"I have to say, I thought long and hard about it. In terms of repealing the Eighth, I would have no issue in terms of fatal foetal abnormalities, incest and rape. Other areas I'm uncomfortable with it. But when it came down to it, I asked myself the question: 'By voting no, would it prevent one termination?' And I then I said, 'No, because what it does is, it victimises women and it forces them to go abroad.' While I had concerns about the 12-week nature, I ultimately came down with the decision to vote Yes."
In the same interview, Troy said that he had supported a successful 2015 effort to legalize same-sex marriage in Ireland.
The Times reported that Troy was denied the Eucharist at a Jan. 4 funeral Mass in the Diocese of Meath. The diocese has not commented publicly on the matter.
The report comes amid debate in the United States over the situation of New York's governor Andrew Cuomo, a Catholic who signed into law Jan. 22 a set of measures that will allow for abortion in New York throughout a woman's pregnancy, if her "life and health" require it. Some Catholic groups have called for a response from Cuomo's bishop, Cardinal Timothy Dolan of New York.
Canon 915 of the Code of Canon Law says that Catholics "obstinately persevering in manifest grave sin are not to be admitted to holy communion."

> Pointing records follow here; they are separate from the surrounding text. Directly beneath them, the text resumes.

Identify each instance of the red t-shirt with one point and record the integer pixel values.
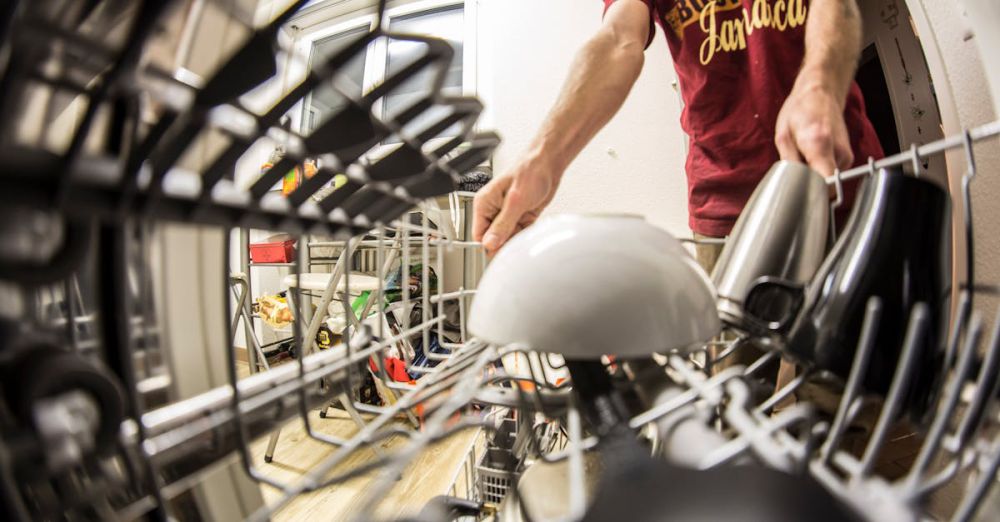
(736, 61)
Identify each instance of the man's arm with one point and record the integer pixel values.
(810, 126)
(600, 78)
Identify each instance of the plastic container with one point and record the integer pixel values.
(273, 251)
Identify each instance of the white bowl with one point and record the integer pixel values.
(585, 286)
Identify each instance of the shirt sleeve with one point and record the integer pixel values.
(652, 18)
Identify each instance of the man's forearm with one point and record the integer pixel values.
(833, 42)
(600, 78)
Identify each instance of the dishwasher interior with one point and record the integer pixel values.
(121, 398)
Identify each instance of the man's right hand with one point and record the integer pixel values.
(512, 202)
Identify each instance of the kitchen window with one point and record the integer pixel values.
(447, 19)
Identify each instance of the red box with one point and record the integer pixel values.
(273, 252)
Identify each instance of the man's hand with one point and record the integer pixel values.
(811, 129)
(510, 203)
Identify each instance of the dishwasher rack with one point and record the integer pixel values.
(92, 306)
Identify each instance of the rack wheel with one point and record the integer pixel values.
(42, 371)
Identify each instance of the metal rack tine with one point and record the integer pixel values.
(988, 469)
(987, 384)
(970, 238)
(958, 327)
(946, 408)
(859, 366)
(915, 154)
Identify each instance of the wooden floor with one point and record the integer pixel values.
(429, 475)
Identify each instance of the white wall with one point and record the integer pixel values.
(634, 165)
(964, 98)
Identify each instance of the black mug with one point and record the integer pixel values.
(896, 246)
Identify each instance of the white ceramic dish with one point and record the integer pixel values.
(584, 286)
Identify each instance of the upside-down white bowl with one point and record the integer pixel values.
(590, 285)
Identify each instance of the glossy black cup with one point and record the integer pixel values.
(897, 247)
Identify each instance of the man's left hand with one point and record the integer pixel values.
(811, 129)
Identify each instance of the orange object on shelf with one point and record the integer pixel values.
(273, 251)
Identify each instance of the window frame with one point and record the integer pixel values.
(376, 57)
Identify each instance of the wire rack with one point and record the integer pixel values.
(96, 292)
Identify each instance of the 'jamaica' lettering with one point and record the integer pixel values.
(731, 35)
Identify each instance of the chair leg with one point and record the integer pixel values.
(271, 443)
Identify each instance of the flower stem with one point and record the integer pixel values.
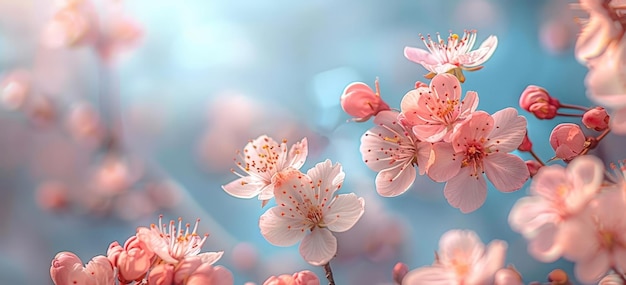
(329, 274)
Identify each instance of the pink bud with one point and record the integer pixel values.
(596, 119)
(508, 276)
(399, 271)
(533, 167)
(306, 277)
(359, 101)
(567, 140)
(535, 94)
(526, 144)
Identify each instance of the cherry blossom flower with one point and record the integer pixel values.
(557, 194)
(173, 244)
(67, 268)
(567, 140)
(392, 150)
(597, 240)
(262, 159)
(435, 112)
(304, 277)
(308, 210)
(480, 145)
(454, 55)
(361, 102)
(462, 259)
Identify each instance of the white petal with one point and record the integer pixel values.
(319, 247)
(279, 227)
(245, 187)
(344, 212)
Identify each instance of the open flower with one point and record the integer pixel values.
(308, 210)
(462, 259)
(172, 244)
(454, 55)
(262, 159)
(393, 150)
(434, 112)
(480, 145)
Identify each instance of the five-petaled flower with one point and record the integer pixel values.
(308, 210)
(452, 56)
(262, 159)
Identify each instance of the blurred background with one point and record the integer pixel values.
(95, 142)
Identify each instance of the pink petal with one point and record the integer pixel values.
(280, 228)
(344, 212)
(530, 213)
(509, 130)
(465, 191)
(395, 181)
(431, 275)
(245, 187)
(419, 56)
(506, 171)
(591, 270)
(298, 153)
(319, 247)
(446, 164)
(328, 177)
(469, 103)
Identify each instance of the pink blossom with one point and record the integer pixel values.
(462, 259)
(567, 140)
(393, 150)
(597, 240)
(480, 145)
(359, 101)
(132, 261)
(67, 268)
(435, 112)
(262, 159)
(557, 194)
(454, 55)
(172, 244)
(308, 210)
(596, 119)
(304, 277)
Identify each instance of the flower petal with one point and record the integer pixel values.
(282, 227)
(465, 191)
(318, 247)
(506, 171)
(344, 211)
(509, 130)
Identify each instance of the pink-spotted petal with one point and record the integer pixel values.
(245, 187)
(445, 163)
(318, 247)
(420, 56)
(327, 178)
(432, 275)
(280, 228)
(509, 130)
(506, 171)
(466, 191)
(344, 212)
(395, 181)
(591, 270)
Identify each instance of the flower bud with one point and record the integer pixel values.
(533, 167)
(361, 102)
(567, 140)
(526, 144)
(596, 119)
(399, 271)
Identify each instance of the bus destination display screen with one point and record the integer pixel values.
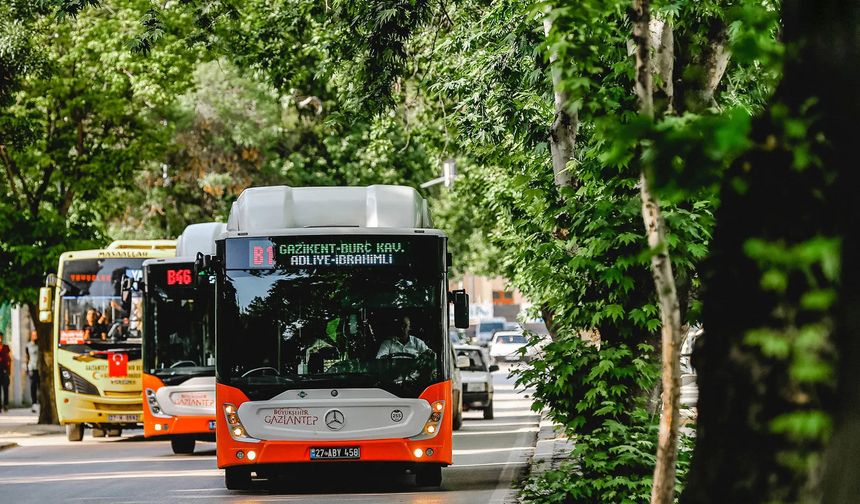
(178, 276)
(328, 251)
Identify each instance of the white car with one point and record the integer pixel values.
(689, 387)
(506, 345)
(477, 379)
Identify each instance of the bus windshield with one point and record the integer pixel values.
(92, 319)
(358, 321)
(178, 341)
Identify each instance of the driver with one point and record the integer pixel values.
(403, 343)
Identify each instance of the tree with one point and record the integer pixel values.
(768, 373)
(71, 136)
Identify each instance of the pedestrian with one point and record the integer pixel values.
(5, 372)
(31, 352)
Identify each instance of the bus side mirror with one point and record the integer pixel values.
(461, 309)
(46, 298)
(205, 265)
(128, 286)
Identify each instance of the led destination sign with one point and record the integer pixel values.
(179, 276)
(362, 252)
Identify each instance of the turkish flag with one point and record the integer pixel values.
(117, 364)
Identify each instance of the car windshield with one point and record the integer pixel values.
(177, 339)
(489, 327)
(476, 359)
(92, 319)
(511, 338)
(332, 325)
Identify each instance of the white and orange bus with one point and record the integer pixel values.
(179, 343)
(332, 333)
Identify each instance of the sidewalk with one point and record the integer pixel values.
(21, 422)
(552, 448)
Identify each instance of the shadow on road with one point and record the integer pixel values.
(311, 480)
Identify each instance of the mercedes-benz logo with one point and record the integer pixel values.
(334, 420)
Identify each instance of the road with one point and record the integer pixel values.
(488, 456)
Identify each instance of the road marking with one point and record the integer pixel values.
(490, 464)
(106, 461)
(111, 476)
(478, 451)
(469, 423)
(482, 433)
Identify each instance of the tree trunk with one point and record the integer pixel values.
(47, 400)
(548, 315)
(663, 488)
(739, 457)
(835, 46)
(563, 131)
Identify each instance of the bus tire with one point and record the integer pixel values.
(237, 478)
(182, 446)
(74, 432)
(430, 476)
(488, 411)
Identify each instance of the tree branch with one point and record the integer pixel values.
(564, 126)
(13, 172)
(663, 488)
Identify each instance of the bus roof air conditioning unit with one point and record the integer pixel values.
(376, 206)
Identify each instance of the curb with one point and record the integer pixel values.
(6, 446)
(552, 448)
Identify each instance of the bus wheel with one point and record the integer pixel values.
(182, 445)
(74, 432)
(488, 411)
(430, 476)
(237, 478)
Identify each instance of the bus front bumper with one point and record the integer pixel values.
(85, 408)
(202, 426)
(378, 450)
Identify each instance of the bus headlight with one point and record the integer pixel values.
(234, 425)
(431, 426)
(152, 403)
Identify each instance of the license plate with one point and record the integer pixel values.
(336, 453)
(123, 418)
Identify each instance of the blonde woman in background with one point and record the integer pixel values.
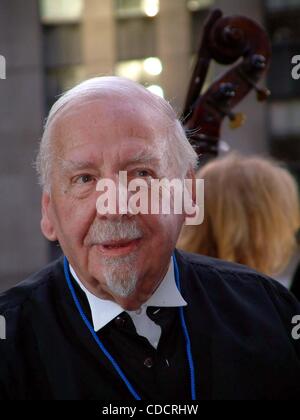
(251, 216)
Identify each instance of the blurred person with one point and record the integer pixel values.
(251, 216)
(123, 314)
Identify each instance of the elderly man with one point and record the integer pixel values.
(124, 315)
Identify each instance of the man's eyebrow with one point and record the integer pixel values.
(80, 164)
(143, 157)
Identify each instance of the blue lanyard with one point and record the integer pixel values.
(111, 358)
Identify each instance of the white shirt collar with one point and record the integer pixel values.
(104, 311)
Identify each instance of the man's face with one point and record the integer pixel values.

A 2004 memorandum penned by then-Cardinal Joseph Ratzinger, who would later become Pope Benedict XVI, told bishops that if a Catholic politician is "consistently campaigning and voting for permissive abortion and euthanasia laws," his pastor "should meet with him, instructing him about the Church's teaching, informing him that he is not to present himself for Holy Communion until he brings to an end the objective situation of sin, and warning him that he will otherwise be denied the Eucharist."